Sudan has decided to freeze imports of at least 19 commodities, under a policy seeking to shrink demand for hard currency.
The government has recently been holding meetings, headed by President Omar Bashir, on how to curb demands for foreign currency and to help stop the sharp down fall of the value of the Sudanese currency, the pound, against major international currencies like the dollar.
The ministry of trade has decided to bar the importation of 19 commodities, including meat product, live animal, dairy products (save powered milk and baby powder milk), juice, fruits and vegetable, cacao, spaghettis, oil, artificial flowers, toes and sponge mattresses, among others.
The ministry said the move follows government’s efforts to redress the trade balance deficit.

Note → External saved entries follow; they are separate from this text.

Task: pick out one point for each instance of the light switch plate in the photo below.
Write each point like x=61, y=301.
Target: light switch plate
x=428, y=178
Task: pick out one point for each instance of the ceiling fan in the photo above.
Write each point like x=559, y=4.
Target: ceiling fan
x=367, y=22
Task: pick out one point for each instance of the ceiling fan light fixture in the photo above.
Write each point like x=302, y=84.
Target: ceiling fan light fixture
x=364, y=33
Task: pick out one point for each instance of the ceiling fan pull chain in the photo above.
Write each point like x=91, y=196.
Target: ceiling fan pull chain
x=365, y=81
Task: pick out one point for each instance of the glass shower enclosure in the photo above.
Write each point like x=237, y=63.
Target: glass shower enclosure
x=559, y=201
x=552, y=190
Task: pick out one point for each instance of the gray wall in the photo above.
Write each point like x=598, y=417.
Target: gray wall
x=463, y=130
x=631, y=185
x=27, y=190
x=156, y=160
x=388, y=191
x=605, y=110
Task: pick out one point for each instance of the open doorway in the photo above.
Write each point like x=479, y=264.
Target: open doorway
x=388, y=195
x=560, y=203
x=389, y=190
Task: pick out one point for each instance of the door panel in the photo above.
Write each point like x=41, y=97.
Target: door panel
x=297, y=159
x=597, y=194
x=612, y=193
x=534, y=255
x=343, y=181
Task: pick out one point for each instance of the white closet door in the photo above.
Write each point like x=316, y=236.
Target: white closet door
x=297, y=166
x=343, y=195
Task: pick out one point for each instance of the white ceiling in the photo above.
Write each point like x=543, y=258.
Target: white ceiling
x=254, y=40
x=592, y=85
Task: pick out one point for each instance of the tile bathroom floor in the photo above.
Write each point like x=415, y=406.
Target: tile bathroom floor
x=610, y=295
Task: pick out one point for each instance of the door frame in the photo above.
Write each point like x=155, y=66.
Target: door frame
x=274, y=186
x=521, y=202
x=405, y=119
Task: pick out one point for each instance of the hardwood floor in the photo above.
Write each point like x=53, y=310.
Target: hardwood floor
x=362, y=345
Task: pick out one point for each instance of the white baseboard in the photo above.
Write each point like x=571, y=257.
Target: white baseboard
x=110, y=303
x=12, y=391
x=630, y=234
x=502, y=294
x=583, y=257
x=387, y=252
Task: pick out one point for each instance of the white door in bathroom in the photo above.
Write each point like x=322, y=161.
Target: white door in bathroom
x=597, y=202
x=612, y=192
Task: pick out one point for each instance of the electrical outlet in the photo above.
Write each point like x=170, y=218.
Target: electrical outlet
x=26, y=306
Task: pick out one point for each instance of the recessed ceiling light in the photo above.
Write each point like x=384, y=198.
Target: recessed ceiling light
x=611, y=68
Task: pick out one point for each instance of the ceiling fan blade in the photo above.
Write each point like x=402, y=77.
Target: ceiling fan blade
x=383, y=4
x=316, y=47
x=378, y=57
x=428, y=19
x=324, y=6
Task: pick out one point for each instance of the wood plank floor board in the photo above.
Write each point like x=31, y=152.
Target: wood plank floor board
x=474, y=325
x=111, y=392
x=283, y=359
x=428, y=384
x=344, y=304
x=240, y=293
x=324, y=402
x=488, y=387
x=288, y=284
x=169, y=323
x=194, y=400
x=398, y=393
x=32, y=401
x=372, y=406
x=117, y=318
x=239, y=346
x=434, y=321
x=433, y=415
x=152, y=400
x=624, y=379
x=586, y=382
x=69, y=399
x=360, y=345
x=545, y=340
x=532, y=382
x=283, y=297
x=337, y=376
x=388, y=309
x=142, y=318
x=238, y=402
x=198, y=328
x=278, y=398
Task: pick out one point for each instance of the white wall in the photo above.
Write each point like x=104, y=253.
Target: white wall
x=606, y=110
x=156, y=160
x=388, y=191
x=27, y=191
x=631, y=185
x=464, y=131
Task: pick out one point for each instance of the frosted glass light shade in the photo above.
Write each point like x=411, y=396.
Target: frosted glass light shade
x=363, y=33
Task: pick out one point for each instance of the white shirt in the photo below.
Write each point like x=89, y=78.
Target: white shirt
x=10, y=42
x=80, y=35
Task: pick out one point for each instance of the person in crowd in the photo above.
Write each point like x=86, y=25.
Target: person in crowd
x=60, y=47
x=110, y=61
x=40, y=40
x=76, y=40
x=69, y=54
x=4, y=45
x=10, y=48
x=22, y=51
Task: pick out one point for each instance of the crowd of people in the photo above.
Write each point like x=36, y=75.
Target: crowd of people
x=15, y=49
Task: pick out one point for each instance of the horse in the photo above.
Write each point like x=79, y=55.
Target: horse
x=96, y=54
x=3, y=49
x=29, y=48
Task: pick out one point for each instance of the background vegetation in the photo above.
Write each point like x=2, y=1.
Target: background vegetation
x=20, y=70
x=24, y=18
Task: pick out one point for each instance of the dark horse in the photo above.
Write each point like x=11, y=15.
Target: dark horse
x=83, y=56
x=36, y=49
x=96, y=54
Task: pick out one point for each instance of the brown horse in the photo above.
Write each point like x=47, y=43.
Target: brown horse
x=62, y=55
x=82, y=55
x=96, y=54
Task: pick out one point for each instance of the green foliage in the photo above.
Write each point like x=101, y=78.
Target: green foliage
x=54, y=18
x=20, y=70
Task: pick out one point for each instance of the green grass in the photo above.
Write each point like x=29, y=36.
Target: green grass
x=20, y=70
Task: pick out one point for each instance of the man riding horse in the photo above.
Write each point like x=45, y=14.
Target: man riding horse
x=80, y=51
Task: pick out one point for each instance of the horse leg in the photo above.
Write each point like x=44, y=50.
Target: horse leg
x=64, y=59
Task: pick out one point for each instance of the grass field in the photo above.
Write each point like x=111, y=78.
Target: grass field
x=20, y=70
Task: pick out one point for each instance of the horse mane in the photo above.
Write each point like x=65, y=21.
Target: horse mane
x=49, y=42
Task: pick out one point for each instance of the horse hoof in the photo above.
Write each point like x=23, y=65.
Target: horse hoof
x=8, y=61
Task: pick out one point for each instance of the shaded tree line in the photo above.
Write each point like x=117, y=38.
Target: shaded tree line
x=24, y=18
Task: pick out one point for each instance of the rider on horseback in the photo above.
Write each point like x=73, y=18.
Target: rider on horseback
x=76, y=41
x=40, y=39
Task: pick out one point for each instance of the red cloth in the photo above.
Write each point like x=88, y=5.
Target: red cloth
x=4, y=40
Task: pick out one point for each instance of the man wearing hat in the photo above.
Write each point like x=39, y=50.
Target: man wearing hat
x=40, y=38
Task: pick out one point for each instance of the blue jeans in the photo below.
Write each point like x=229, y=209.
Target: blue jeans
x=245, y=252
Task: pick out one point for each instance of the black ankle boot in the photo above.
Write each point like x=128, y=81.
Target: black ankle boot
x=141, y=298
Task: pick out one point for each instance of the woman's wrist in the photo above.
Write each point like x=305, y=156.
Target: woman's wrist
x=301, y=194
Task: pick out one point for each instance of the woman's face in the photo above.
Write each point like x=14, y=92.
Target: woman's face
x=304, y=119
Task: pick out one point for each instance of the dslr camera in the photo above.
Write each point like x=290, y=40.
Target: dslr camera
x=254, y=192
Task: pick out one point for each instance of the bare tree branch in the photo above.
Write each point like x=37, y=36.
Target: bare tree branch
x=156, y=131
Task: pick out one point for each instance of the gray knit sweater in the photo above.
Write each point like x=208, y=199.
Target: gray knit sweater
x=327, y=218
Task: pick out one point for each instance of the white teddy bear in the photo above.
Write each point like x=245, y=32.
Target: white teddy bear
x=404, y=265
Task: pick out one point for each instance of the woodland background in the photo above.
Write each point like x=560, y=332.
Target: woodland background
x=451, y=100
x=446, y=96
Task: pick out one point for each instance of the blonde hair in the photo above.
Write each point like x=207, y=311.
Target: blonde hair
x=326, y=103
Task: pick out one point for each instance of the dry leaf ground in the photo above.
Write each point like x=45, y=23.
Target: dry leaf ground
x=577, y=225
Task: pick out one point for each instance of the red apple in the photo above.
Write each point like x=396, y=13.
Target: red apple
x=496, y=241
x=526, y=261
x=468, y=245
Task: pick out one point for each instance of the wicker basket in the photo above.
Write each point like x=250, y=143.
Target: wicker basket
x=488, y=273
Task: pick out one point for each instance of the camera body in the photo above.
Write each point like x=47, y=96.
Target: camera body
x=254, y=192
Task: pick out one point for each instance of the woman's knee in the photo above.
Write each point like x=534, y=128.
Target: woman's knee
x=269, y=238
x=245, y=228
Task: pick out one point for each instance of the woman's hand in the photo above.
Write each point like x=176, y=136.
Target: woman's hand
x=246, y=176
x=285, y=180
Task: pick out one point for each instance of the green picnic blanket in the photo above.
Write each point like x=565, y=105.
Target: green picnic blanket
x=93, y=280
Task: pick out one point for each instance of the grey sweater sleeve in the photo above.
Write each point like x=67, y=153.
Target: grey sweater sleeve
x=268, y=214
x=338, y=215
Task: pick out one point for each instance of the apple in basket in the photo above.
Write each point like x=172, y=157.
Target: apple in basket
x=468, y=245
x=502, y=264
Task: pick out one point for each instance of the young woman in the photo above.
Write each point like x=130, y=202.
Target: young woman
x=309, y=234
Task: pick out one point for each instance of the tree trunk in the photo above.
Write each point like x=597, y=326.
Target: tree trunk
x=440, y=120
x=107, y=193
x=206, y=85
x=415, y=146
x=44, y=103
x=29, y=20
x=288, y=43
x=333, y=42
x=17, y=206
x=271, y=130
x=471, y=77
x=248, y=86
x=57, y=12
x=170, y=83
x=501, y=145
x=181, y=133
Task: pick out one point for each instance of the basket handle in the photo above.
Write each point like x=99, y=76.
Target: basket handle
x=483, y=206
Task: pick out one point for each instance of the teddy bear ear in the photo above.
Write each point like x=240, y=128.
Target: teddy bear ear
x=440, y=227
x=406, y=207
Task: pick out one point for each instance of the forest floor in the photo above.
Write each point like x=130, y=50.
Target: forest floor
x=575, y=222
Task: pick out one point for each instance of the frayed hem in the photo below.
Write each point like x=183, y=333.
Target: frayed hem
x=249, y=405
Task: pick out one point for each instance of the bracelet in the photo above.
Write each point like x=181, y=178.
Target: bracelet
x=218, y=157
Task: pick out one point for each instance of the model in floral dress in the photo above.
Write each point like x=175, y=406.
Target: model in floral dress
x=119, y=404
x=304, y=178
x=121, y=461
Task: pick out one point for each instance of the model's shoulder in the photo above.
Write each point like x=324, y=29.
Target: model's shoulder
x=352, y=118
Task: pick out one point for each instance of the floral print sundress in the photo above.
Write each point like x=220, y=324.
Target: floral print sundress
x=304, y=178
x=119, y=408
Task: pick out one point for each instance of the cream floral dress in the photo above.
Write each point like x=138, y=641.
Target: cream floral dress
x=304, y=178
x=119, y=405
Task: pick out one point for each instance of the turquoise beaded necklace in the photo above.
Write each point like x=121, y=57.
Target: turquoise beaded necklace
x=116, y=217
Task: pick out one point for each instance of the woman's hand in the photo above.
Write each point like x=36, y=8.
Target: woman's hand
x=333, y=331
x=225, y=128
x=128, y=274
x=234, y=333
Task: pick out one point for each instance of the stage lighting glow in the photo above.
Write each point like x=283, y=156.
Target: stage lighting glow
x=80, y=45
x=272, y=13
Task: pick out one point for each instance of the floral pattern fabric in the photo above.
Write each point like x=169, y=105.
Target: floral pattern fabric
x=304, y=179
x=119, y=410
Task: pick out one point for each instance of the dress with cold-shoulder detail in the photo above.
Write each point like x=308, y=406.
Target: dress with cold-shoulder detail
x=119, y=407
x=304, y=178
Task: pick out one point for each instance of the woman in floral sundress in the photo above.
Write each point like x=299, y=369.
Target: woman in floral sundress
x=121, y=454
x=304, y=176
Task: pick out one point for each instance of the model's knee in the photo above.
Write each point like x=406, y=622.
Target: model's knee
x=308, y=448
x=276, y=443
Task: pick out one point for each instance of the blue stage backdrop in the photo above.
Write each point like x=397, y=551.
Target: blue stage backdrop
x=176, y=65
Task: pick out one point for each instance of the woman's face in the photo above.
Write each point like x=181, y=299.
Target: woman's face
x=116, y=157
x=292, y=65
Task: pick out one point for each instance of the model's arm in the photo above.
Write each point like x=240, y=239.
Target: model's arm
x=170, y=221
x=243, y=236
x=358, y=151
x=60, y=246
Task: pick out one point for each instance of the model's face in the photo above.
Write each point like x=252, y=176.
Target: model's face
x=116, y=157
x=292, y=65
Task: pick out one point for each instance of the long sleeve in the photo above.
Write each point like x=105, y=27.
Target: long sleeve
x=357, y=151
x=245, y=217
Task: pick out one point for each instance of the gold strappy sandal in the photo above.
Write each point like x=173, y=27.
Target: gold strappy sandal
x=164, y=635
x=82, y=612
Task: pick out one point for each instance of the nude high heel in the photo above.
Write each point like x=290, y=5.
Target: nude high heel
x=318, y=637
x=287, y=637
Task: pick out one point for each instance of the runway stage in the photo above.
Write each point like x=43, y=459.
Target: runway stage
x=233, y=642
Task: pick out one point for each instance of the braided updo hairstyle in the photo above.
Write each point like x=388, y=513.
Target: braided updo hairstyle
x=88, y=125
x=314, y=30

The ministry said the ban is, however, not forever, hinting that if need be one or two commodities might be removed from the ban list.
It said the decision is valid from the date of its signing, but cautioned that the status of commodities that have been already shipped and on their way to the country, will be remedied.
Earlier, the government decided to crack down on hard currency black market in Khartoum where the value of the Sudanese pound went down to a record 29 pounds for one US dollar.
The government said this was not the real value of the currency, but a result of hoarding and black marketeering.
An unspecific number of persons involved in hard currency black market were arrested and those who fled the country are being sought.
Early this month, the Sudanese central bank froze dozens of hard currency accounts belonging to persons dealing in hard currency black markets, according to the official media.
But the ministry did not say how much this will spare in hard currency.